Weiter geht es mit „Fathir“, „Love is not the Answer“. Dann beginnt sie die Sprache zu wechseln, die Instrumente, die Stimme, und bedient sich ungeniert verschiedener Epochen (sie mag die Achtziger) und Musikkulturen. Das Publikum begreift, dass es Zeuge eines Feuerwerks ist. Sophie, eine gute Dekade jünger als die meisten hier, braucht keine Richtung, keine Klassifizierung. Sie behandelt ihr selbst geschriebenes und gecovertes Liedgut mit einer Form von Disrespekt und enormen Selbstbewusstsein. Zwischen den Songs lächelt sie verschmitzt, als ob sie wieder eine ganze Stilrichtung deklassiert hätte.

Man würde glauben, sie improvisiere Texte und Sprache, wenn nicht ihre Band mit präzise instrumentierten, ebenso eigenen Arrangements hauteng folgen würde. Sie springt zwischendurch zum Klavier, dann hängen ihre männlichen Kollegen ihr die Gitarre wieder um.

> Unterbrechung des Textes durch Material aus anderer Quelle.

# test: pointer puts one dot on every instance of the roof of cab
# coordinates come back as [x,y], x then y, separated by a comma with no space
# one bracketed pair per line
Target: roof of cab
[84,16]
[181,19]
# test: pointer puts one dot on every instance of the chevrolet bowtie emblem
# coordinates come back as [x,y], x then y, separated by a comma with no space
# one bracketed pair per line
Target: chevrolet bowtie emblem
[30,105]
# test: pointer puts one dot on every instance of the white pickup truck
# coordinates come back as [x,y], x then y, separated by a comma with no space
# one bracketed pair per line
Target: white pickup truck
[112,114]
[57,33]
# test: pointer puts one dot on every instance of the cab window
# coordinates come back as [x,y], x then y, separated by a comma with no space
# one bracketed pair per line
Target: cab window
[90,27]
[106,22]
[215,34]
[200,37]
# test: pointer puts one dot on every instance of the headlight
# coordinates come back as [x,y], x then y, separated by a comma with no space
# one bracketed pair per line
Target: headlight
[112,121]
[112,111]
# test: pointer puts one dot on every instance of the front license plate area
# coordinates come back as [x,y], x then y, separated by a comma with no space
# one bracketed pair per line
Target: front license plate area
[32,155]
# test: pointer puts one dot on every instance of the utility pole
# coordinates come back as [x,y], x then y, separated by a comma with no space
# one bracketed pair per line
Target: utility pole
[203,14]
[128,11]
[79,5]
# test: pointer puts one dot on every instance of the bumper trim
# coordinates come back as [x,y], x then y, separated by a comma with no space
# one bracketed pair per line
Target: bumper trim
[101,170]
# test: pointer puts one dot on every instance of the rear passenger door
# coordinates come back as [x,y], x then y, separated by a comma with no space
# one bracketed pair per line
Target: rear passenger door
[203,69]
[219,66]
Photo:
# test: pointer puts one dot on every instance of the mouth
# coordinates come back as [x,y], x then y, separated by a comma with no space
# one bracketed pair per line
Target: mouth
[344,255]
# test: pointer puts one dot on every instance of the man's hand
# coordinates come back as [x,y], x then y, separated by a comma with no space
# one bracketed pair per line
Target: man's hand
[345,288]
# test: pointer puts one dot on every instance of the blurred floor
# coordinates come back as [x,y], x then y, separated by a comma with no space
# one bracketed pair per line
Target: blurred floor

Mit „Le vent nous portera“, einem Song, den Bertrand Cantât mit Noir Désir geschrieben hat, nicht lange, bevor er wegen Totschlags an seiner Frau viele Jahre im Gefängnis gelandet ist, hat sie auch einen Radio-Erfolg, wenngleich nicht ohne Beigeschmack.

Zwischendurch gibt sie ihrem grandiosen Pianisten Aléxis Anérilles die Möglichkeit, im Spotlight jazzig die Menge zum Toben zu bringen; auch Geofrey Burton (Gitarre), Simon Gerber (Bass, Klarinette) und Alberto Malo (Schlagzeug) sind durchweg brilliant, auch als Background-Vocals. Die Musik steht für sich. Einzig zum Song „Spaghetti mit Spinat“ lässt sie sich zu einer kurzen Erläuterung hinreißen, referiert über eine persönliche Hassliebe – aber redet sie über sich oder über eins ihrer Alter Egos, die in zahlreichen Liedern die Hauptrolle spielen und sich durch Hall und Echo einbrennen?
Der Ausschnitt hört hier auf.